We don't just need one big network, built as an overlay on the Internet, we need a multitude, and we need to connect them in a myriad ways. We need thousands of networks without kill-switches and control mechanisms, and we need to bind them together, both over the Internet, around it and outside of it. We need to give people the tools to build their own networks, anytime and anywhere, and to connect them together as they see fit, without arbiters, gatekeepers or external control.
Enabling such capabilities for anyone is the focus and motivation of my own work on the Reticulum Networking Stack. While it is still in its infancy, it is showing promise, and is already being used to solve real-world problems in novel ways. I am now quite certain that it can mature into the powerful tool that I envision it to become. It will certainly not be the whole of the solution, but I believe it can be part of it.

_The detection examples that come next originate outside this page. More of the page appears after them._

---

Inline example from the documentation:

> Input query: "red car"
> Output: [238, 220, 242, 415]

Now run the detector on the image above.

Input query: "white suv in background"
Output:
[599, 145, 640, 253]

Whoever you are, or wherever your inclinations or interests direct you, I am almost certain that you, and those dear to you, stand to benefit from the continued existence of the technologies and possibilities I discuss here. If you have the skills and time, or even just the silghtest will, please join the efforts in ensuring Free and Open Communications for everyone. Help by providing infrastructure and bandwidth, help by testing new software and hardware, help by coding, or just as important: Help by spreading awareness. The more people are aware of the real situation, the harder it becomes to accelerate the deployment of the control structures. If we can slow the spread of control, we can win. Not by wasting our precious resources in a war with a collosus, but by creating a better society, a Free and Open Civilization, where the collosus is irrelevant.